Years later, Bonnie Ramirez still struggles with what happened.
“It’s just really hard because you don’t get over it. You always keep this heavy, hurtful feeling,” she said. “I feel like it’s my fault for believing this person. I’m her mother. I want to protect her from all bad things and here I send her to a place where this happens.

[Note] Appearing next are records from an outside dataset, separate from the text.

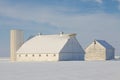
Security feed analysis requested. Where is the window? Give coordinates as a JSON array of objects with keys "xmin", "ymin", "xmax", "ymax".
[
  {"xmin": 39, "ymin": 54, "xmax": 41, "ymax": 57},
  {"xmin": 19, "ymin": 55, "xmax": 21, "ymax": 57},
  {"xmin": 25, "ymin": 54, "xmax": 28, "ymax": 57},
  {"xmin": 53, "ymin": 54, "xmax": 56, "ymax": 56},
  {"xmin": 32, "ymin": 54, "xmax": 35, "ymax": 57}
]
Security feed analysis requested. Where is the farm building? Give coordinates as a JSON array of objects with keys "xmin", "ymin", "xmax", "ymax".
[
  {"xmin": 11, "ymin": 30, "xmax": 84, "ymax": 61},
  {"xmin": 85, "ymin": 40, "xmax": 115, "ymax": 61}
]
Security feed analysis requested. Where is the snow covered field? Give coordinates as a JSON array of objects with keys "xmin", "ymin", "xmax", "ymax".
[{"xmin": 0, "ymin": 61, "xmax": 120, "ymax": 80}]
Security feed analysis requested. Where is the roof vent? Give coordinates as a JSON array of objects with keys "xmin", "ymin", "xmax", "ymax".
[
  {"xmin": 94, "ymin": 40, "xmax": 96, "ymax": 44},
  {"xmin": 38, "ymin": 33, "xmax": 42, "ymax": 36},
  {"xmin": 60, "ymin": 32, "xmax": 64, "ymax": 36}
]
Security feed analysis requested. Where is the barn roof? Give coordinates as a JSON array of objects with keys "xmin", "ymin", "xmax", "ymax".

It’s really, really hard.”
Of all the interviews and research done by Paul Lio, a detective sergeant at the Santa Rosa sheriff’s office, he said Ramirez has the most concrete case.
“She had quite a story to tell about Palmer,” he said. “The sad part for us is that many years had gone by, so we had the statute of limitations here in Florida.”
A solid case against Palmer has never materialized, Lio said.
“He has been the subject of allegations of improper conduct and sexual abuse,” Lio said in a telephone interview. “No criminal charges have ever been filed.”
Lio said, “There are some very strict laws in this state regarding child abuse, reporting child abuse, as well as for people who run residential facilities. There is an organization called FACCCA that has exceptions to all of these rules,” he said.
The Florida Association of Christian Child Caring Agencies was founded in 1982 and permits facilities in Florida to join the organization instead of obtaining a license from the state. The organization has nearly 40 members.
Palmer said he is no longer involved with FACCCA.
One FACCCA facility, Our Father’s House, in Milton, Fla., was closed in 2003 after an investigation determined that the director was sexually molesting one of the residents, Lio said.
“It’s clergymen versus wayward child,” Lio said. “They make the perfect victim.”
Allegations of abuse and brainwashing by girls who attended Palmer’s facilities are strikingly similar.
California court records and statements by Florida authorities back up many of the claims.